Bab 3: Bayanyan pertama

Nox melompat ringan dari meja ke lantai dan berjalan tanpa menoleh kebelakang.

Agrisa mengikutinya menyusuri lorong yang perlahan berubah bentuk. Rak-rak buku mulai memudar, digantikan dinding-dinding kaca berembun, seolah mereka telah berjalan di dalam kenangan yang belum selesai di tulis.

“Kemana kita pergi?” tanya Agrisa.

“Ke cerita pertama yang retak.” jawab Nox.

“Jika kau ingin menyelamatkan halaman yang di curi, kau harus masuk ke dalam kisah yang telah di curi oleh Bayangan.”

"Masuk ke dalam cerita?” Agrisa mengernyit, ”Bagaimana maksudmu–”

Sebelum sempat menyelesaikan pertanyaan, lorong berhenti pada sebuah dinding melengkung dari batu berwarna perunggu. Di tengahnya ada buku besar terbuka itu, judulnya terbaca jelas.

“Gadis dari Menara Api.”

“Apa aku harus... masuk kesana?” tanya Agrisa, pelan.

Nox duduk dan mulai membersihkan cakarnya seolah ini hal biasa. “Kau tidak masuk kecerita. Cerita itu akan menelanmu. Jangan lawan. Dan kalau kau mati di dalamnya... yah, kita lihat saja nanti.”

Sebelum Agrisa bisa memprotes, cahaya dari halaman menyambar seperti kilat dan membungkus tubuhnya.

Gelap. Dingin. Lalu, panas yang membakar.

Ia terbangun di tengah sebuah kota yang sepi, langitnya merah menyala, dan bangunan-bangunan di sekelilingnya hangus terbakar. Di kejauhan, menara tinggi dari besi menjulang, dan dari puncaknya, suara tangis anak perempuan menggema.

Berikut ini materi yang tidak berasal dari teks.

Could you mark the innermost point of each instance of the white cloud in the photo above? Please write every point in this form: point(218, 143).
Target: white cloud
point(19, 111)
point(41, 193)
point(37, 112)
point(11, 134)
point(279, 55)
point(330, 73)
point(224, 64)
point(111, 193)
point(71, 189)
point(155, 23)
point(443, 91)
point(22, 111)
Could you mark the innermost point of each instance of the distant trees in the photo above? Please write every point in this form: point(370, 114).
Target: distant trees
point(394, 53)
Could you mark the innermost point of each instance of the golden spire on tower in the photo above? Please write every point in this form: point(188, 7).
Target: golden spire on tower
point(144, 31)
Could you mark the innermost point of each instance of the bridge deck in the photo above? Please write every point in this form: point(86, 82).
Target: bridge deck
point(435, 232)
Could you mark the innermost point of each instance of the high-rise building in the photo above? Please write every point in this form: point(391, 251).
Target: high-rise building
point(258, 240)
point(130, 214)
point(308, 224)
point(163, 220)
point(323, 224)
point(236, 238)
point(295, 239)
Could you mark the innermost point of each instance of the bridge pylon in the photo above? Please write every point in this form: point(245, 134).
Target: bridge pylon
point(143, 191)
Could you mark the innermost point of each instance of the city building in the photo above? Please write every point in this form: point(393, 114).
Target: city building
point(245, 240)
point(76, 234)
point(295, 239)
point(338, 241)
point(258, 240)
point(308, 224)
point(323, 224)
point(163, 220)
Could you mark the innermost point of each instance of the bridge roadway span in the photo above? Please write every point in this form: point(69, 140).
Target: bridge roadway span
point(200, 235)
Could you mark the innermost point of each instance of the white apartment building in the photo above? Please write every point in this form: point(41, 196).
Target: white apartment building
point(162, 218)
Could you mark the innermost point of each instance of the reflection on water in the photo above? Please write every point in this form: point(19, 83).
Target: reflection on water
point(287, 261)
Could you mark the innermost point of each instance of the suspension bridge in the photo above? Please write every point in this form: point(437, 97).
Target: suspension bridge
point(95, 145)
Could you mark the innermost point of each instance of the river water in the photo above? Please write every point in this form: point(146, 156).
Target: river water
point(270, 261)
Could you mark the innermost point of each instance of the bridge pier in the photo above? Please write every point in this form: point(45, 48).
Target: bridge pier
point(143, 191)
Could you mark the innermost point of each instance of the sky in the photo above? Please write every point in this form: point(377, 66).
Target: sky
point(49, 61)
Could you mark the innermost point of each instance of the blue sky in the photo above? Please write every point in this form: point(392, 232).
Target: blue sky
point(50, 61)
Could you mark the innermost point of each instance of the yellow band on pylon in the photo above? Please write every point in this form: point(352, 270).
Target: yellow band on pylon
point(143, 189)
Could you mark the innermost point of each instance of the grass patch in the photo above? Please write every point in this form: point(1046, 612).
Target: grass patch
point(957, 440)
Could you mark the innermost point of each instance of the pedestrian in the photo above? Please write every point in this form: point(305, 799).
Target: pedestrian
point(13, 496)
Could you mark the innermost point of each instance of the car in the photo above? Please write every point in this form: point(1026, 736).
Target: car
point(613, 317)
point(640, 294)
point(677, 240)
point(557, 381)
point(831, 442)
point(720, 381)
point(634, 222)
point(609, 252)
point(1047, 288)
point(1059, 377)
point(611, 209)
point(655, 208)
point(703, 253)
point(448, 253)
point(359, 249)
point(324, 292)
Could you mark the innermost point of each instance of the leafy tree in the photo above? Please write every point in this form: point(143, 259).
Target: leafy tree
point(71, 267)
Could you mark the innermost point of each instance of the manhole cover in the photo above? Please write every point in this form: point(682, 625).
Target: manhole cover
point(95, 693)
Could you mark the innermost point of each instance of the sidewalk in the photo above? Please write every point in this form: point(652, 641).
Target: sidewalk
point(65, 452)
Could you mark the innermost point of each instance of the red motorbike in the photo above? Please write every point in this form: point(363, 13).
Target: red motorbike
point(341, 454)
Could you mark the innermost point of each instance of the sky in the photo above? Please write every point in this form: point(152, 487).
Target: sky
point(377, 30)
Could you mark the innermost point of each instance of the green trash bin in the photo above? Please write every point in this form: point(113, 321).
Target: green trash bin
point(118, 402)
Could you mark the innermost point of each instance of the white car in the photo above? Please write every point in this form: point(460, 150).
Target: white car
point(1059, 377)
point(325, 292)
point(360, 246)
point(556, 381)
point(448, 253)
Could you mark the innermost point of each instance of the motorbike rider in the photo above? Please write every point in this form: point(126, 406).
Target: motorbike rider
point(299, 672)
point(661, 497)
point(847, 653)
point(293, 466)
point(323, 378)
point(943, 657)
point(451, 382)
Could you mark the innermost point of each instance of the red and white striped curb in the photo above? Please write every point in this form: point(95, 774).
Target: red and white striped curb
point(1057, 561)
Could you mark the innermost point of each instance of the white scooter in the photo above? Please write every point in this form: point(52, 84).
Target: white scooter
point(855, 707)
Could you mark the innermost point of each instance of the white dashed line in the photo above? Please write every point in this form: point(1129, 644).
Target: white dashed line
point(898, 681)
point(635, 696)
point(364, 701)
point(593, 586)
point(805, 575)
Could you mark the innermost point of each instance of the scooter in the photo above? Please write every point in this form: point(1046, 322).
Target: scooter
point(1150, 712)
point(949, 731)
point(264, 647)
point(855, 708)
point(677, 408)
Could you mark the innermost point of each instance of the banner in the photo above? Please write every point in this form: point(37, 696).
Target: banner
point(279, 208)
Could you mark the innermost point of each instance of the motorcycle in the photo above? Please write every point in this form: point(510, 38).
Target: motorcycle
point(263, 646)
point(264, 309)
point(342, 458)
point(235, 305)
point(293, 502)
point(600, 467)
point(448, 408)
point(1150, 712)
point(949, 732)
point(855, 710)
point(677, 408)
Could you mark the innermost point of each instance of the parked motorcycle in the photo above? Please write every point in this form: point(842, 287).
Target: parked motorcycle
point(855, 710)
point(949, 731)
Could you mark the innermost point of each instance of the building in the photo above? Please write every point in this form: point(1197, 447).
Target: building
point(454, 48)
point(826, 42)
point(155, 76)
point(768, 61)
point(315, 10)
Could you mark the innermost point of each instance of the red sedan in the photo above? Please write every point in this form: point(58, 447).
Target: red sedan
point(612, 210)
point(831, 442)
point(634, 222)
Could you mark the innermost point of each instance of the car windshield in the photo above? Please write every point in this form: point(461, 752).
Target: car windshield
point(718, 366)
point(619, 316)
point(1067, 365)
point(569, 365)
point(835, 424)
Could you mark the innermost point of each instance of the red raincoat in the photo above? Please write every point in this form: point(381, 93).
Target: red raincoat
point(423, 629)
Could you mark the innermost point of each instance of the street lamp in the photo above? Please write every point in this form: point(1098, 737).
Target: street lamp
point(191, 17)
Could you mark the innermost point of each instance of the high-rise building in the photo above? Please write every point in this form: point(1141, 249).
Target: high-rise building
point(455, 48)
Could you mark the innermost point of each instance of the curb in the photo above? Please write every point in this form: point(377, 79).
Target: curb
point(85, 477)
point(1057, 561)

Agrisa berdiri, matanya berkaca-kaca karena asap. Dunia ini nyata. Terlalu nyata.

Tiba-tiba suara berat menggema di belakangnya.

“Kau bukan dari sini.”

Ia berbalik dan melihat sosok tinggi berjubah abu-abu, wajahnya tak terlihat, hanya dua mata biru terang dari balik bayangan tudung. Di tanganya, sebuah pena yang melayang dan meneteskan tinta hitam ke tanah–tintq itu mendesis seperti asam.

“Ini bukan kisahmu, penjaga muda. Pergi sebelum kau hilang seperti ibumu.”

Agrisa menggenggam buku harian kecil di saku mantelnya.

“Aku tidak akan pergi, cerita ini harus diperbaiki.”

Bayangan itu mendesis.

Dan dari bayangan di sekeliling mereka, makhluk-makhluk mulai muncul–tinggi, ramping, tanpa wajah, tubuhnya seperti asap dan tinta. Mereka bergerak perlahan, mengelilingi Agrisa.

Agrisa mundur satu langkah.

Suara tangis di menara semakin keras.

Tangan Agrisa bergetar. Tapi di dadanya, sesuatu menyala. Buku harian ibunya hangat, dan dari sela-sela halamanya, secarik kertas kecil menyembul. Di sana tertulis satu kalimat:

“Tulis ulang yang hilang, dan kisah akan melindungimu.”

Ia menggenggam pena yang tergantung di lehernya–kenang - kenangan terakhir dari ibunya–dan mulai menulis di udara.

“Gadus di menara tidak sendiri.”

Seketika, cahaya menyala dari ujung penanya, dan makhluk - makhluk Bayangan menjerit, memudar seolah dibakar cahaya itu.

Langit mulai berubah warna.

Dan di atas menara, suara tangis berubah menjadi bisikan harapan.